Zu seiner großen Überraschung kichert Yamazaki nur und schiebt ihm als Friedensangebot die Maronentüte zu. Und nur, damit Yamazaki selbst nicht aufhört zu essen, nimmt sich Hijikata auch eine. Natürlich zückt er erst seine Mayonnaiseflasche und garniert sie großzügig mit der weißen Köstlichkeit – von Yamazaki dabei belustigt beäugt - bevor er sie isst.

Dann, ganz plötzlich, hält ihm Yamazaki eine Marone entgegen.

„Kann ich es auch mal mit Mayo probieren?“

Glücklich, dass es endlich jemanden gibt, der bereit ist, ihm – vielleicht – auf dem Weg des Mayonnaise-Abhängigen zu folgen, kommt Hijikata dieser Bitte nach.

Er beobachtet Yamazakis Miene ganz genau, als dieser das Experiment wagt und er sieht den Moment, als Yamazakis Geschmacksknospen geradezu überwältigt werden.

„Das schmeckt wirklich gut“, ruft Yamazaki erstaunt aus.

„Sag ich doch“, nickt Hijikata selbstzufrieden, lehnt sich über den Tisch und wischt ihm mit dem Daumen einen Mayonnaisetropfen aus dem Mundwinkel. Ohne genauer darüber nachzudenken, führt er den Daumen dann zu seinem eigenen Mund und leckt ihn ab.

Erst Yamazakis entgeisterter Blick macht ihn darauf aufmerksam, dass er soeben einen riesengroßen Fauxpas begangen hat.

Doch dann zuckt doch nur ein kleines Lächeln um Yamazakis Lippen und er widmet sich dem kläglichen Rest seiner Maronen (mit Mayonnaise), als wäre nichts geschehen.

Und Hijikata ist ihm dafür sehr, sehr dankbar.

 

 

 

Als sie eine Stunde später von ihrer Patrouille zurückkehren, bringt Hijikata seinen Spion bis zu dessen Zimmertür, bevor er sich von ihm verabschiedet – als wäre dies hier ein Date.
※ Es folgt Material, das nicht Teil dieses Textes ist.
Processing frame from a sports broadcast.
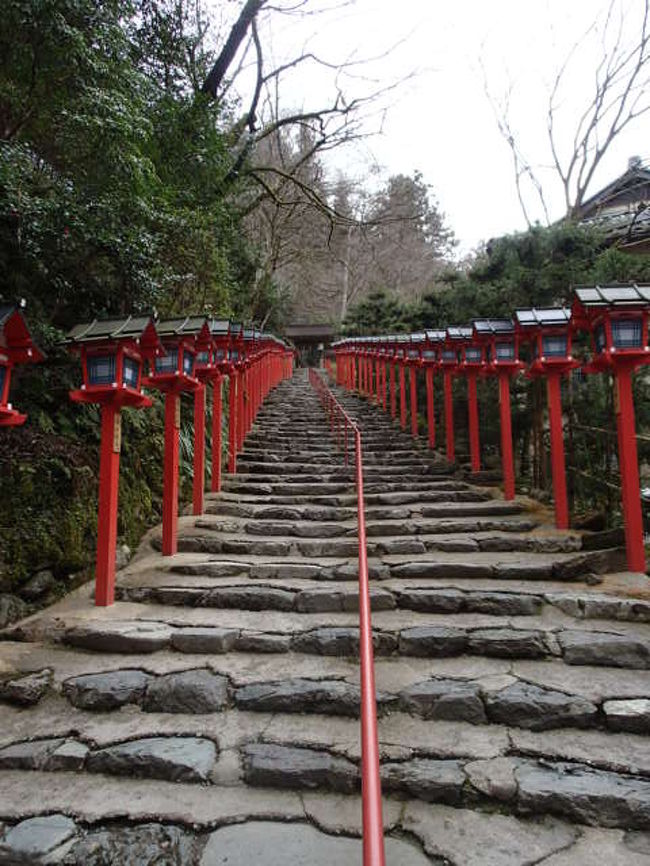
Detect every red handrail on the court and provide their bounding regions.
[309,369,386,866]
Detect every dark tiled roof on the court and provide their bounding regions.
[515,307,571,328]
[575,283,650,307]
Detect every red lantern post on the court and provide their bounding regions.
[473,319,523,499]
[0,304,44,427]
[66,316,163,607]
[572,284,650,572]
[422,330,447,449]
[515,307,579,529]
[144,316,204,556]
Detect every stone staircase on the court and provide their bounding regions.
[0,372,650,866]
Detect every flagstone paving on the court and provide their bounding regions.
[0,372,650,866]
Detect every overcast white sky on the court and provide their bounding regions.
[238,0,650,252]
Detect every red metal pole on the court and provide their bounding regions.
[228,372,239,473]
[210,376,221,493]
[95,403,122,607]
[499,372,515,499]
[426,367,436,448]
[355,430,386,866]
[192,384,205,514]
[614,366,646,573]
[546,373,569,529]
[409,367,418,439]
[162,391,181,556]
[444,370,456,463]
[399,364,406,430]
[467,373,481,472]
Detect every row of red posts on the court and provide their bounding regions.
[333,284,650,572]
[0,306,293,606]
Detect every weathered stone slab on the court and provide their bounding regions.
[235,631,291,653]
[603,698,650,734]
[515,762,650,830]
[235,679,360,717]
[0,668,52,707]
[399,625,467,656]
[291,626,397,656]
[200,586,296,610]
[242,743,358,793]
[63,669,151,710]
[86,737,217,782]
[485,683,598,731]
[469,628,548,659]
[171,627,239,653]
[143,670,228,713]
[399,679,487,725]
[398,589,465,613]
[0,738,64,770]
[65,824,201,866]
[559,631,650,670]
[380,758,467,806]
[64,622,171,653]
[0,815,77,864]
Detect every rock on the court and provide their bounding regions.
[235,631,291,653]
[86,737,217,782]
[291,626,397,656]
[115,544,131,571]
[399,679,487,725]
[296,587,343,613]
[0,814,77,864]
[64,824,200,866]
[45,740,90,772]
[63,668,151,710]
[235,679,360,718]
[559,631,650,670]
[465,591,542,616]
[197,821,430,866]
[402,802,576,866]
[469,628,547,659]
[399,625,467,657]
[515,762,650,830]
[465,758,518,802]
[0,668,52,707]
[399,589,465,613]
[199,586,296,610]
[171,627,239,653]
[64,622,171,653]
[242,743,358,793]
[603,698,650,734]
[0,593,29,628]
[143,670,228,713]
[0,739,64,770]
[381,758,466,806]
[390,561,493,580]
[20,568,56,601]
[485,683,598,731]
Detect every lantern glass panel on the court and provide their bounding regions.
[86,355,115,385]
[122,357,140,388]
[612,318,643,349]
[542,334,567,358]
[155,349,178,373]
[496,343,515,361]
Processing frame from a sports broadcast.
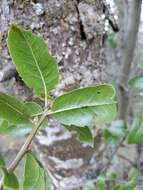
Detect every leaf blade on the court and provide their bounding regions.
[7,25,58,98]
[52,84,117,127]
[0,92,30,124]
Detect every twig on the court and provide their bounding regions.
[118,154,138,168]
[0,64,17,82]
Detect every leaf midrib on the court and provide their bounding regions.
[52,101,117,114]
[20,30,47,97]
[0,100,26,118]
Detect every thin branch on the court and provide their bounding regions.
[119,0,142,119]
[118,154,138,168]
[0,64,17,82]
[8,111,46,172]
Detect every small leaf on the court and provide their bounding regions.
[7,25,58,98]
[115,168,140,190]
[65,126,94,147]
[104,120,127,144]
[0,154,5,168]
[0,92,30,124]
[95,176,106,190]
[25,102,43,116]
[52,84,117,127]
[0,119,15,134]
[23,153,50,190]
[128,76,143,90]
[108,33,117,49]
[128,116,143,144]
[3,169,19,189]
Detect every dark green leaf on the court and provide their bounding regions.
[0,154,5,168]
[25,102,43,116]
[3,169,19,189]
[65,126,94,147]
[0,119,15,134]
[108,33,117,49]
[0,92,30,124]
[128,76,143,90]
[52,84,117,127]
[128,116,143,144]
[23,154,50,190]
[8,25,58,98]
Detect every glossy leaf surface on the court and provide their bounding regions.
[52,84,117,127]
[8,25,58,98]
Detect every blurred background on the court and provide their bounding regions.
[0,0,143,190]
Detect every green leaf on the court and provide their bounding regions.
[3,169,19,189]
[95,176,106,190]
[52,84,117,127]
[65,126,94,147]
[108,33,117,49]
[0,119,15,134]
[0,154,5,168]
[83,181,95,190]
[128,76,143,90]
[25,102,43,117]
[0,92,30,124]
[23,153,50,190]
[104,120,127,144]
[8,25,58,98]
[128,116,143,144]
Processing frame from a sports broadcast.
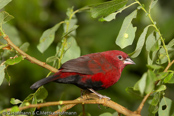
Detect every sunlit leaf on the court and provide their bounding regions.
[29,96,37,112]
[146,32,156,52]
[20,42,30,52]
[149,0,158,10]
[90,0,128,18]
[131,26,149,58]
[155,85,167,92]
[147,64,163,70]
[34,86,48,102]
[133,73,147,95]
[0,11,14,25]
[37,23,62,53]
[0,0,12,9]
[99,112,113,116]
[150,92,161,106]
[116,10,137,49]
[78,112,91,116]
[61,37,80,63]
[158,97,174,116]
[126,87,141,97]
[5,56,23,65]
[46,56,59,63]
[145,70,156,94]
[0,65,5,85]
[10,98,22,105]
[163,73,174,83]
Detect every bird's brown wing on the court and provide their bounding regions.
[61,53,113,74]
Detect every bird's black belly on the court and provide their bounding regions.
[55,75,105,91]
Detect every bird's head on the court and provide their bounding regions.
[102,50,135,70]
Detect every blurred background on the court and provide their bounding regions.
[0,0,174,116]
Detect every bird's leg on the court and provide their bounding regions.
[88,89,111,100]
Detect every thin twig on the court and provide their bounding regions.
[1,93,140,116]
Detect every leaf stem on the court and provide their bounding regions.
[135,0,171,64]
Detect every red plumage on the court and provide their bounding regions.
[30,50,135,98]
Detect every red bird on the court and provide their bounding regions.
[30,50,135,99]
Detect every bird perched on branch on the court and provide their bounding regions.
[30,50,135,99]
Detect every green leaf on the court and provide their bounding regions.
[116,10,137,49]
[99,12,118,22]
[150,92,161,106]
[34,86,48,102]
[126,87,141,97]
[149,0,158,10]
[99,112,113,116]
[0,65,5,85]
[158,97,174,116]
[163,73,174,83]
[131,26,149,58]
[146,32,156,52]
[0,0,12,9]
[0,11,14,26]
[46,56,59,63]
[155,85,167,92]
[147,64,163,70]
[90,0,128,18]
[61,37,80,63]
[145,70,156,94]
[29,96,37,112]
[78,112,91,116]
[166,39,174,48]
[5,56,23,65]
[10,98,22,105]
[37,23,62,53]
[20,42,30,52]
[148,105,158,116]
[133,73,147,95]
[11,106,19,113]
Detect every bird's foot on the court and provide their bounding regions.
[88,89,111,100]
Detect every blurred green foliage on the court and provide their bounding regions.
[0,0,174,116]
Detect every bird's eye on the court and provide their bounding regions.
[117,55,123,60]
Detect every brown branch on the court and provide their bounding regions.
[4,35,58,73]
[1,93,140,116]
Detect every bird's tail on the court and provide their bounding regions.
[30,75,58,89]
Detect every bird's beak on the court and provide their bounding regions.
[124,57,135,65]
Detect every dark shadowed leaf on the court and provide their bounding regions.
[90,0,128,18]
[37,23,62,53]
[0,0,12,10]
[116,10,137,49]
[0,65,5,85]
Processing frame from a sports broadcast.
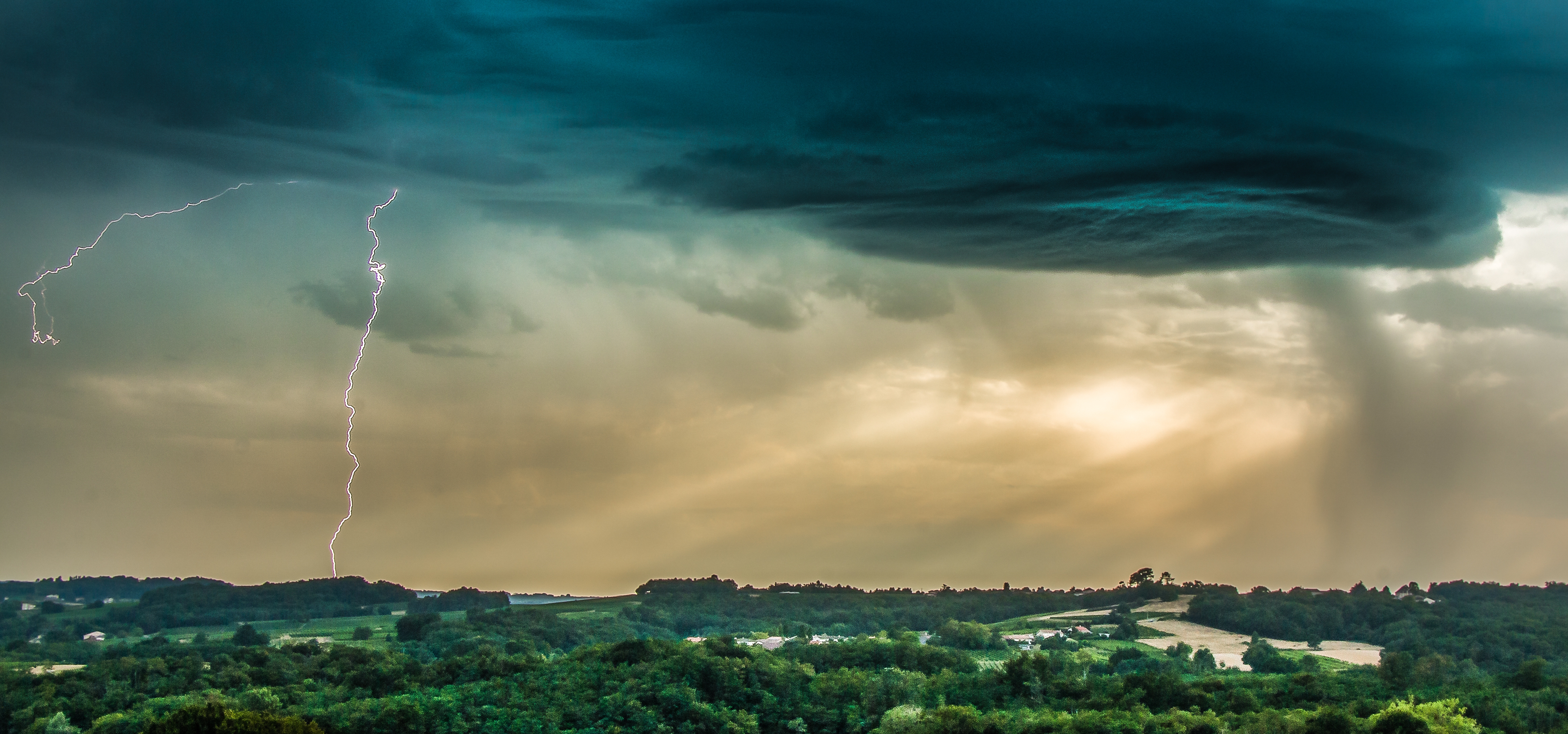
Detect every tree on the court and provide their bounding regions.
[1192,648,1215,675]
[1510,657,1546,690]
[1369,697,1480,734]
[1377,649,1416,688]
[234,624,268,648]
[1112,618,1138,640]
[931,619,1002,649]
[397,613,441,641]
[1304,706,1356,734]
[1242,634,1297,673]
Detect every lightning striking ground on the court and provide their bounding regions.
[16,180,254,344]
[326,188,397,579]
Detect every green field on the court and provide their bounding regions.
[530,594,641,619]
[964,649,1018,670]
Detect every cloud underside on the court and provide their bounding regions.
[638,108,1499,275]
[0,0,1568,273]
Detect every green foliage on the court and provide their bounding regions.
[1367,697,1480,734]
[146,703,324,734]
[397,613,441,641]
[1242,635,1297,673]
[1187,582,1568,673]
[119,576,414,632]
[408,587,511,615]
[931,619,1007,649]
[234,624,268,644]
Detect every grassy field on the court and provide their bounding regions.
[988,609,1171,637]
[539,594,641,619]
[966,649,1018,670]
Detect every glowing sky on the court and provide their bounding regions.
[0,0,1568,593]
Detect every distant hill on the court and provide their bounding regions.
[0,576,224,602]
[111,576,414,632]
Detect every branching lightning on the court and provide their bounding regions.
[16,180,254,344]
[331,188,397,579]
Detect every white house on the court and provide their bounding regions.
[735,635,793,649]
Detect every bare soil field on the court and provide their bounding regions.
[27,665,86,676]
[1134,594,1196,615]
[1140,618,1383,670]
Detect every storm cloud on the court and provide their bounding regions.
[0,0,1568,273]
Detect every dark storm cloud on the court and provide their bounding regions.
[0,0,1568,273]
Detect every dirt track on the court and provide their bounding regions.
[1138,618,1383,670]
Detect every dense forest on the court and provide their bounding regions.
[110,576,414,631]
[0,610,1568,734]
[0,576,223,601]
[629,576,1185,635]
[1187,582,1568,671]
[0,569,1568,734]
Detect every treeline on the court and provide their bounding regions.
[108,576,414,632]
[0,610,1568,734]
[408,587,511,615]
[0,576,223,602]
[1187,580,1568,671]
[621,569,1192,637]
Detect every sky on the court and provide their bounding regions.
[0,0,1568,594]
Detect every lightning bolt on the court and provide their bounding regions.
[331,188,397,579]
[16,180,254,344]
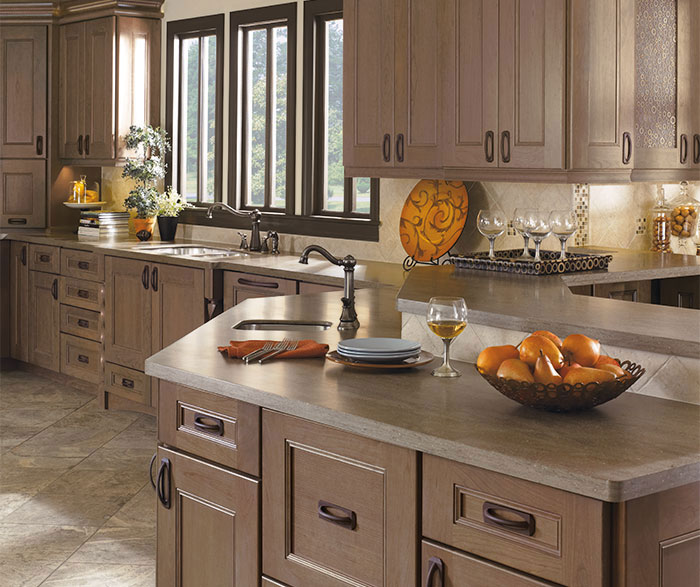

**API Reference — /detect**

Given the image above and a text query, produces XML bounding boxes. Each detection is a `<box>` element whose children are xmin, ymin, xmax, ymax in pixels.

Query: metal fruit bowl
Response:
<box><xmin>477</xmin><ymin>360</ymin><xmax>646</xmax><ymax>412</ymax></box>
Doch er ist schon wieder in seinem eigenen Quartier, als ihm das auffällt.

Ja, er wird definitiv nie wieder Kondōs Glühwein trinken.

Denn eines ist mal sicher: Okita muss ihm bei der Zubereitung geholfen und irgend welche komischen Drogen dazugemischt haben.